Le nucléaire fait la manche

Ce papier a été publié par Charlie Hebdo le 3 décembre 2014

Ils nous avaient promis la Lune et le cul de la crémière. Les voilà qui font faillite, et comme l’État est derrière, nous aussi. Pas d’argent pour les gosses, les malades ou l’air pur, mais Hollande cherche deux milliards pour renflouer Areva la désastreuse.

C’est là qu’on rigole : le nucléaire français est dans une merde si noire que plus personne ne peut l’ignorer. Titre en une du quotidien qu’on appelle « de référence », Le Monde, le 20 novembre : « Les échecs à répétition d’Areva menacent la filière nucléaire française ». Areva, monstre public de 45 000 salariés – l’État en possède 87 % -, ne cesse de perdre de l’argent. Plus de trois milliards d’euros pour les seules années 2011, 2012, 2013. L’an 2014 devrait s’achever sur une baisse de 10 % du chiffre d’affaires et plus d’un milliard d’euros de perte sèche.

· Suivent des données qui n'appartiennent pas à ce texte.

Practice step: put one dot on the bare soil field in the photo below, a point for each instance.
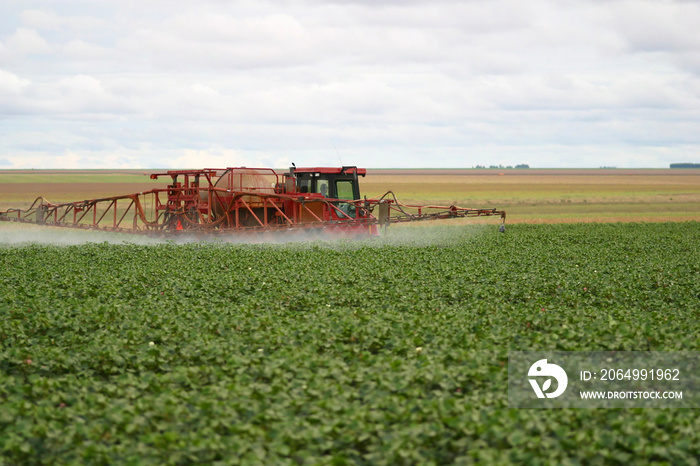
(529, 196)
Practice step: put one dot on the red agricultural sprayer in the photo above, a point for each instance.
(243, 200)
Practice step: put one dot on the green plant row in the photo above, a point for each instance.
(384, 351)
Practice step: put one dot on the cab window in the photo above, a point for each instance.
(344, 190)
(322, 187)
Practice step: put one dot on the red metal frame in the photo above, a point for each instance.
(193, 203)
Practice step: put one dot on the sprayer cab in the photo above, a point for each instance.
(330, 182)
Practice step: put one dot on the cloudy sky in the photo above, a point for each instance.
(373, 83)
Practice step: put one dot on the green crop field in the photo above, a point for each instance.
(385, 351)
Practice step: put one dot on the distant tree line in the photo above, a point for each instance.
(521, 165)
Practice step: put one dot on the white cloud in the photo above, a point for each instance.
(390, 83)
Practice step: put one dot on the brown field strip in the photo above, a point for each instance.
(529, 196)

Qui lit en vrai Charlie sait cela depuis longtemps, et l’on excusera cette autocitation du 9 juillet dernier : « Areva est un groupe public dans une panade telle que, si l’État ne laissait pas filer les déficits, ce serait la faillite, la fermeture des crédits, le chômage de masse ». Mais reprenons dans l’ordre. Le 18 novembre, Areva avoue sans fard que ça va très mal, annonçant qu’elle suspend pour 2015 et 2016 la publication très attendue de ses perspectives financières. La Bourse, qui n’apprécie guère la vision nocturne, assassine le cours d’Areva, qui chute de 15 % en une séance.

On ne sait plus qui accuser, mais une évidence s’impose : les nouveaux réacteurs EPR, censés remplacer les vieux clous, sont des inventions du Diable. Les deux prototypes européens en construction font rire la communauté mondiale du nucléaire. Celui d’Olkiluoto, en Finlande, sera fini dans le meilleur des cas en 2018, avec la bagatelle de 9 ans de retard, et une facture qui sera passée de trois milliards d’euros à environ neuf. Le second, à Flamanville (Manche), n’a pour l’heure que cinq ans de retard, et si l’on en croit les nucléocrates, pourrait fonctionner en 2017. Son coût atteindra ou dépassera les neuf milliards d’euros, soit au moins trois fois plus que ce qui était juré-promis en 2007.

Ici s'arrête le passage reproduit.